# Toronto Neighbourhood clustering - Part 3 - Clustering

Firstly, the necessary packages are imported. `requests` is used to obtain the data, which is then processed into a dataframes using `pandas`. `Folium` is used to render maps. `Nominatim` is used to obtain coordinates data.

In [7]:
import requests
import pandas as pd
import geocoder
import folium
from geopy.geocoders import Nominatim

The data is fetched from Wikipedia and the `read_html` method is used to assign the tabular data to a dataframe. The index '0' ensures that only the necessary
data is retrieved. The last step filters the dataframe to remove entries with 'Not assigned' in the 'Borough' column

In [8]:
data  = requests.get("https://en.wikipedia.org/wiki/List_of_postal_codes_of_Canada:_M").text
df = pd.read_html(data)[0]
df = df[df.Borough != 'Not assigned']

A function called commajoin is defined. It takes in a list of strings and returns a comma-concatenated (with a whitespace) output. 
This function is defined so that it can be used as an input to the apply method, to combine necessary rows.
`groupby` is used first, to group entries in the dataframe. The output of all the aforementioned steps is written back to the same variable using the `to_frame` method.
To resolve the indices numbering, `reset_index` is applied.

In [9]:
def commajoin(list):
    return ', '.join(list)
df = df.groupby(['Postcode','Borough'])['Neighbourhood'].apply(list).apply(commajoin).to_frame().reset_index()

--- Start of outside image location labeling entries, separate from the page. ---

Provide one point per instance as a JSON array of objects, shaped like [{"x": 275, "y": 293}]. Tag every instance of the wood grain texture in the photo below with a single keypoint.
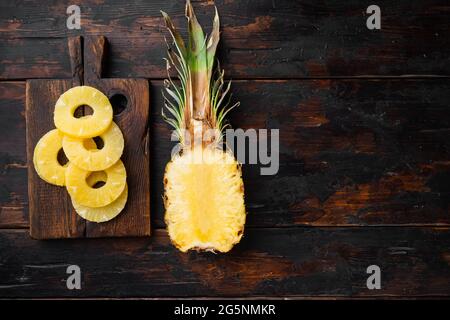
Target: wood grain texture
[
  {"x": 260, "y": 39},
  {"x": 51, "y": 212},
  {"x": 275, "y": 262},
  {"x": 352, "y": 152},
  {"x": 13, "y": 158}
]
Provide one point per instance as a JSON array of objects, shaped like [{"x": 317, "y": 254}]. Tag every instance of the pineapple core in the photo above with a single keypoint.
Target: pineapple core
[
  {"x": 204, "y": 192},
  {"x": 204, "y": 200}
]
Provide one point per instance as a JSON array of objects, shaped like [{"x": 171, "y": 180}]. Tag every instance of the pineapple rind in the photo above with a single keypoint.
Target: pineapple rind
[
  {"x": 83, "y": 194},
  {"x": 88, "y": 126},
  {"x": 95, "y": 159},
  {"x": 45, "y": 158},
  {"x": 102, "y": 214},
  {"x": 204, "y": 201}
]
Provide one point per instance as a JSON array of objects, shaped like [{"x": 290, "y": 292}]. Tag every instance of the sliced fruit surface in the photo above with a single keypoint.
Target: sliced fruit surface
[
  {"x": 87, "y": 126},
  {"x": 204, "y": 200},
  {"x": 93, "y": 159},
  {"x": 45, "y": 158},
  {"x": 84, "y": 194}
]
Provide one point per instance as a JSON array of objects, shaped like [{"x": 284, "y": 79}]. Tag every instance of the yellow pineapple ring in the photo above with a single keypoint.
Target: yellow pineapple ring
[
  {"x": 88, "y": 126},
  {"x": 101, "y": 214},
  {"x": 95, "y": 159},
  {"x": 45, "y": 158},
  {"x": 83, "y": 194}
]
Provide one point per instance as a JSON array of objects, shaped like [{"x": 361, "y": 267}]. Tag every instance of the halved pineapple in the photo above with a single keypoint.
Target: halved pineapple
[
  {"x": 83, "y": 194},
  {"x": 205, "y": 200},
  {"x": 95, "y": 159},
  {"x": 101, "y": 214},
  {"x": 45, "y": 158},
  {"x": 87, "y": 126}
]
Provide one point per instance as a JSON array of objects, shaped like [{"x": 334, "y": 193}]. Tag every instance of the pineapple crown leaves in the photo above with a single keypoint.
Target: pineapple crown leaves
[{"x": 201, "y": 93}]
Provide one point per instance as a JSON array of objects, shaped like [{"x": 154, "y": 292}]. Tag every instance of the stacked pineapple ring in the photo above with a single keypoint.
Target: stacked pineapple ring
[{"x": 88, "y": 166}]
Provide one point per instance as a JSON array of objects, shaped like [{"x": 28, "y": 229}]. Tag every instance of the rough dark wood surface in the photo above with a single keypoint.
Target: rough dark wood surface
[
  {"x": 264, "y": 38},
  {"x": 364, "y": 163}
]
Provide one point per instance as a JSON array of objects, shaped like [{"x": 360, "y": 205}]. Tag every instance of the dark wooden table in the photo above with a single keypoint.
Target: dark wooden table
[{"x": 364, "y": 119}]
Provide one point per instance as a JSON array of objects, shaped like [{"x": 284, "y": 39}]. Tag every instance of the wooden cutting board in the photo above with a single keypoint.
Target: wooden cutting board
[{"x": 51, "y": 213}]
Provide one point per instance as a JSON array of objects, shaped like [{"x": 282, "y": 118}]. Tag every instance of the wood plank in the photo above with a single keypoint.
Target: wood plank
[
  {"x": 275, "y": 262},
  {"x": 352, "y": 152},
  {"x": 263, "y": 39},
  {"x": 13, "y": 175}
]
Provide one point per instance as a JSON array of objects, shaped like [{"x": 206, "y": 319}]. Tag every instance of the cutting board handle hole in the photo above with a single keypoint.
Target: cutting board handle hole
[
  {"x": 82, "y": 111},
  {"x": 119, "y": 103},
  {"x": 62, "y": 159}
]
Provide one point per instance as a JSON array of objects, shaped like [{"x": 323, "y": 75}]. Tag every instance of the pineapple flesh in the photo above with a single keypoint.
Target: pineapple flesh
[
  {"x": 203, "y": 187},
  {"x": 88, "y": 126},
  {"x": 84, "y": 194},
  {"x": 101, "y": 214},
  {"x": 93, "y": 159}
]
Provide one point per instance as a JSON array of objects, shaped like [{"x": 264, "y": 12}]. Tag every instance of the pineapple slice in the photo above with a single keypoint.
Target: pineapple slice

The next step involves assignment of respective Borough entries to the Neighbourhood column wherever 'Not assigned' is seen.

In [10]:
for i, j in df.iterrows():
    if j['Neighbourhood'] == 'Not assigned':
        j['Neighbourhood'] == j['Borough']

Next, a new dataframe is created from the csv file containing Toronto geospatial data. The header of the first column is changed from 'Postal Code' to 'Postcode' so that the `merge` method can be applied to the two dataframes. The columns are rearranged in order to match the required output.

In [11]:
df2 = pd.read_csv('http://cocl.us/Geospatial_data')
df2.columns = ['Postcode', 'Latitude', 'Longitude']
df = pd.merge(df2, df, on = 'Postcode')
df = df[['Postcode', 'Borough', 'Neighbourhood', 'Latitude', 'Longitude']]

In the next step, the coordinates of Toronto are obtained using `Nominatim`

In [12]:
address = 'Toronto'

geolocator = Nominatim(user_agent="toronto_explorer")
location = geolocator.geocode(address)
latitude = location.latitude
longitude = location.longitude
print(latitude, longitude)

(43.653963, -79.387207)


A map of Toronto is created using `Folium` with the coordinates data. Initial zoom level is set to 10.

In [13]:
map_toronto = folium.Map(location=[latitude, longitude], zoom_start=10)

Markers are added to the map using information from the dataframe. The map is printed thereafter.

In [16]:
for lat, lng, borough, neighbourhood in zip(df['Latitude'], df['Longitude'], df['Borough'], df['Neighbourhood']):
    label = '{}, {}'.format(neighbourhood, borough)
    label = folium.Popup(label, parse_html=True)
    folium.CircleMarker(
        [lat, lng],
        radius=5,
        popup=label,
        color='blue',
        fill=True,
        fill_color='#3186cc',
        fill_opacity=0.7,
        parse_html=False).add_to(map_toronto)

In [17]:
map_toronto